開花宣言したものの、なかなか都内の桜は色づきません。
先日、こんな出来事がありました。セラミックスの材料規格はISO/TC206(ファインセラミックス)で、一方、セラミックスベアリングの製品規格はISO/TC4(転がり軸受)で国際規格開発が行われています。TC4に一般的な試験方法と異なる国際規格案をオーストリアが提案していることが分かり、急遽、TC4とTC206の国内委員会関係者がJFCA会議室に集まりました。オーストリア提案に対して、日本の対処案について意見交換を行い、TC間のリエゾンを組み日本の意見を主張していくこととなりました。
一旦、国際規格が制定されるとなかなか変更することが難しいため、日本にとって不利なルールが出来ないように常にISOをウォッチングしていくことが大事です。ソクラテスが裁判で死刑宣告を受けた時に、「悪法もまた法なり」と言いましたが、悪法であっても、法である以上は従わなければなりません。過去、品質管理の高さを誇った日本の管理技術が、ISO9000という品質保証の国際規格制定で混乱を招いたことがありましたが、時として文化の違いが規格に反映されます。スポーツの世界ではより鮮明で、ルールが勝敗を左右します。昔、日本のジャンプ陣が金・銀・銅メダルを取った後、スキーの長さが長身者にとって有利になるようにルール変更があり、日本は苦戦しました。ルールは決して万人にとって公平ではありません。日本人は、士農工商の歴史が長かったためか、ルールは公平に決められ上から与えられるものという思い込みがあり、欧州勢は、ルールは自分たちが作るものと言う意識の違いが、ルール作りへの意気込みに差が出ます。国際規格という美名の下で色々な駆け引きが行われるのが現実です。

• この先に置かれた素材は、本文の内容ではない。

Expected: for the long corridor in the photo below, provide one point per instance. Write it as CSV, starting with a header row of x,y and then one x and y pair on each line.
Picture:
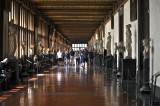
x,y
60,86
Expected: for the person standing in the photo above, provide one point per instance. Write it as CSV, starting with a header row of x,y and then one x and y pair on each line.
x,y
67,58
60,57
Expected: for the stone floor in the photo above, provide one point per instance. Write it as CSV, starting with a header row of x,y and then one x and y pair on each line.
x,y
72,86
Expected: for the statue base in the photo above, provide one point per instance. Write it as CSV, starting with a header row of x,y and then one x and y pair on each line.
x,y
129,71
145,90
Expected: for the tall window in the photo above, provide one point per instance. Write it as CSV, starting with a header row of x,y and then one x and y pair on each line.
x,y
25,20
77,47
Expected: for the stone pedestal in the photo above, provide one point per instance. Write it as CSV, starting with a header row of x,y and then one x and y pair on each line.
x,y
129,70
145,84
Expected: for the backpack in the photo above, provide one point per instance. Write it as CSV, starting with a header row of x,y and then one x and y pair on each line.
x,y
67,56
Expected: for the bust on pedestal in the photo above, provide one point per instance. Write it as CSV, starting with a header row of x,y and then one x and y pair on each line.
x,y
109,44
121,50
145,86
128,42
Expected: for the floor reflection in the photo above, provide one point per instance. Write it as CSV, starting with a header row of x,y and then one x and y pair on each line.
x,y
73,86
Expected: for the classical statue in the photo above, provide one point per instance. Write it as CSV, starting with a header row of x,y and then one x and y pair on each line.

国際規格はオープンな場で制定されますが、これは機会均等と言うことで、ルール作りに参加しないものは無視されます。ISO国際会議に参加しない間に不利な規格が出来ても、国際会議の開催通知は常に公平・平等に配信されているのです。
(web国際会議の拡大)
時間のかかる国際規格作りを急ぐため、最近、web会議でスピードアップすることが増えています。このweb会議は、欧州は13時、米国は9時、日本は21時に始まり、日本代表とJFCA職員は、JFCA会議室に集まり夜遅くまで海外の代表と議論をします。見えないところで日本のために汗を流している専門家には、いつも頭が下がります。